Several years ago, Philadelphia City Council passed legislation decriminalizing marijuana possession. Anyone caught possessing less than 30 grams would simply be issued a $25 citation. Anyone caught blazing up would be issued a $100 fine. Soon after, D.C. enacted similar legislation affecting how weed offenses would be handled. The biggest difference in the two laws is that D.C. continues to make consumption of weed in public a criminal offense while Philadelphia does not.
Despite these decriminalization efforts, police in Philadelphia, D.C., and Chicago (where similar decriminalization efforts have been made) continue to arrest members of the black community for weed possession and use at vastly disproportionate rates. Though the overall amount of weed arrests have dropped significantly–in Philadelphia, recent numbers showed a 82 percent decrease in weed arrests; D.C. has experienced a 99 percent decrease in arrests in their first year of decriminalization and Chicago saw a similar an 85 percent decrease–it’s not all good news.
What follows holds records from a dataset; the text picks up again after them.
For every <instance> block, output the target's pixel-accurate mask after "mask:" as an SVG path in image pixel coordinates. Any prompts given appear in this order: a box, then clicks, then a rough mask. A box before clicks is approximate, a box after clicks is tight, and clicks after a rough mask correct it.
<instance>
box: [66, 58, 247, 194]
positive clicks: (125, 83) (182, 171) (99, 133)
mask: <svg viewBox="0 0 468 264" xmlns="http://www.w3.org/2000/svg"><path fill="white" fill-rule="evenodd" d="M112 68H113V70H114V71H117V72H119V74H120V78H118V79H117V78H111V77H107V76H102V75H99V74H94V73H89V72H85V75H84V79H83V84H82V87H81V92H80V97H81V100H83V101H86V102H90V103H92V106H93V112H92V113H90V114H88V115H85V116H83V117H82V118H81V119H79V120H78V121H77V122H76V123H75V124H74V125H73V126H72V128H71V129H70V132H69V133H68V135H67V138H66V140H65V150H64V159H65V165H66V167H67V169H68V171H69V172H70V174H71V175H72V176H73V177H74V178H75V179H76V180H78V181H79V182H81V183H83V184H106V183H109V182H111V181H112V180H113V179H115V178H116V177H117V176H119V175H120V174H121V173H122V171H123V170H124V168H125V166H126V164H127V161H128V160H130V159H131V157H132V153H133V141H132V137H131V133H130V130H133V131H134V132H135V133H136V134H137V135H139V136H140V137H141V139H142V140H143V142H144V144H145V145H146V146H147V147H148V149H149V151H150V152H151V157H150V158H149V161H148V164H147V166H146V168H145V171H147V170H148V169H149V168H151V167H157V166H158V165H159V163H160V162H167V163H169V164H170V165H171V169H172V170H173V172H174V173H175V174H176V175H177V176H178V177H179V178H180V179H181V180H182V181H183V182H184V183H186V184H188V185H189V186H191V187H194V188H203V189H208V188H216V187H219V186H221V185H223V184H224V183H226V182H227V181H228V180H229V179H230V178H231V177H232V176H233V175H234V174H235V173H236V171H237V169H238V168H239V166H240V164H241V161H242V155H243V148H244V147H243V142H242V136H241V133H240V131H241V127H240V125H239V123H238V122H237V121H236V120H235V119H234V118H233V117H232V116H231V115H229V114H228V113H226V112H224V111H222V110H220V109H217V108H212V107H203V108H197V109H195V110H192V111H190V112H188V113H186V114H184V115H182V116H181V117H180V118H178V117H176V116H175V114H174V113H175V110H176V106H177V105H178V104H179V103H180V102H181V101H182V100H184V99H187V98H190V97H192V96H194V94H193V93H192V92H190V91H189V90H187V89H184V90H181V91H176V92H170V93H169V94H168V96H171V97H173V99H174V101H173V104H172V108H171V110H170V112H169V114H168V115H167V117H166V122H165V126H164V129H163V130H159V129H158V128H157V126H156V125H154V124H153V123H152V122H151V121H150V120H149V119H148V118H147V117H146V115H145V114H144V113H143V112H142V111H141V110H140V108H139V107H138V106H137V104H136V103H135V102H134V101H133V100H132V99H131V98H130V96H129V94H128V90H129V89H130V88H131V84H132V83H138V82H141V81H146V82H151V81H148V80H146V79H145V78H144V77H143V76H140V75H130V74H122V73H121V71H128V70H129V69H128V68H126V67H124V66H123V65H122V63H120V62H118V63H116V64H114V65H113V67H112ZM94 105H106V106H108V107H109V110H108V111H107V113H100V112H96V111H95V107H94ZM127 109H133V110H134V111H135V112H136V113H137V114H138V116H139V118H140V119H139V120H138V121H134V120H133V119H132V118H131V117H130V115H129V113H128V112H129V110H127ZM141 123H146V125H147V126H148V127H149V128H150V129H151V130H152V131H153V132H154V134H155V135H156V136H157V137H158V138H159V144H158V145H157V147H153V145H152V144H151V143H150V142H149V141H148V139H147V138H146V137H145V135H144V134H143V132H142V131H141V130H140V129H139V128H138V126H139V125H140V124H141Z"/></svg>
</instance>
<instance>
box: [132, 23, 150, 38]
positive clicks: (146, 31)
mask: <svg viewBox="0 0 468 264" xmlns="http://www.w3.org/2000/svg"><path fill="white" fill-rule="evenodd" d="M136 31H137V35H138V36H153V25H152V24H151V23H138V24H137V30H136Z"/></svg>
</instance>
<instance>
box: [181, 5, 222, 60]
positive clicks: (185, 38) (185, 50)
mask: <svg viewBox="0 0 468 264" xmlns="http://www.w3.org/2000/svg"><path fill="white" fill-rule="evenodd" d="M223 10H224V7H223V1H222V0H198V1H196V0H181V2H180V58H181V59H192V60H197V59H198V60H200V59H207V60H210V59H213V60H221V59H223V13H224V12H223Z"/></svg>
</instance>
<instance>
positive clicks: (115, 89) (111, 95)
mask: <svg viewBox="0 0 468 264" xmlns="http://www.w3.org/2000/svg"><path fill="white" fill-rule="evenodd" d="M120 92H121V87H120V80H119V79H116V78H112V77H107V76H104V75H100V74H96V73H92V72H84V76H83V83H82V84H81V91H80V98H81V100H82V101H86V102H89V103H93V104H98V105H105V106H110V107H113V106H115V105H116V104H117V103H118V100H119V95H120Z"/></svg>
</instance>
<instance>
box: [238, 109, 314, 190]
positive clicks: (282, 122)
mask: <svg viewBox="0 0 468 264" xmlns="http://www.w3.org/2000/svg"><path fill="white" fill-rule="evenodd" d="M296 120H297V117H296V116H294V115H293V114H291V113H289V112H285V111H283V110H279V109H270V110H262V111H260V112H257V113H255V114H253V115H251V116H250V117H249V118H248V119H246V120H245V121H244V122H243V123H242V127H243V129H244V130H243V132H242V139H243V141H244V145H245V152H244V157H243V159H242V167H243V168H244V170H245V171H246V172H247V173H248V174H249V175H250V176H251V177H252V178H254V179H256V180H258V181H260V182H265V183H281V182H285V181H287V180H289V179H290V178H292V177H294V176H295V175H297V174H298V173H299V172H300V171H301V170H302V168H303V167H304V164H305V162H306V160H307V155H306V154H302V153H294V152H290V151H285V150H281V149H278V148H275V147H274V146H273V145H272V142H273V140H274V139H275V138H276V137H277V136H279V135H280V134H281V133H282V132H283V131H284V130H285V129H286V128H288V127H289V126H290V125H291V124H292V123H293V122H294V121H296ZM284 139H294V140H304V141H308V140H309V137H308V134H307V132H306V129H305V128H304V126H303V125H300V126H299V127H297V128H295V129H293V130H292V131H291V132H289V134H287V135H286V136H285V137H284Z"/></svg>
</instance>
Study after study continues to prove that police pick on minorities at vastly disproportionate rates. Just a few weeks ago we wrote about a study that showed cops are more likely to be nicer when giving a speeding ticket to someone who is white than to someone who is a minority. This stuff is no secret. We all know that cops pick on minorities, but it’s another thing to see it in the actual data.
The D.C. police department recently released marijuana arrest numbers and it’s as you’d expect. While arrests overall are down, the racial disparity in arrests made is clear.
Chicago and Philadelphia are not much different. In Philadelphia, during the first year of decriminalization, out of the the 750-or-so individuals arrested for possession of 30 grams or less, about 600 of them were black. “That’s still going on in Philly,” Chris Goldstein, a writer and marijuana reform activist for Philly NORML (National Organization for the Reform of Marijuana Laws ), told Mass Appeal.
In Chicago, according to recent legislation, if you’re arrested for 10 grams or less you’re issued a $100 to $200 fine and given a citation. Regardless of this, Chicago Police have been having a very hard time with the new laws and according to the Chicago Reader, last year, “78 percent of those arrested for small amounts of weed were black, 17 percent were Hispanic, and only 4 percent were white.”
“Marijuana laws have long been used as an excuse by law enforcement to justify their over-policing of predominantly minority communities,” says Erik Altieri, the Executive Director for NORML. “If police departments across this country began patrolling and arresting individuals for marijuana possession in predominately white neighborhoods at the same rate they do minority communities, the war on marijuana would end overnight.”
And he’s right, you know why? Because there are no indicators that weed consumption varies by race. In fact, according to a study conducted in California in 2010 and, according to numbers by the Substance Abuse and Mental Health Services Administration, white people actually smoke more weed than minorities. So maybe cops should start going to into white neighborhoods to police for weed.
For years, enforcers of our criminal justice systems have been trained to look at weed as this big evil green giant and maybe that’s part of the problem, according to Altieri.
“Our criminal justice system has an inherent racial bias and the criminalization of marijuana is a political and legal tool used to oppress African and Latino Americans,” he says.
Adding, “cities across the nation need to continue to disincentive police from having these interactions entirely, retrain their local departments, and end the criminalization of all marijuana related offenses.”
We 100% agree. It’s time to end the war on weed. Everyone is ready.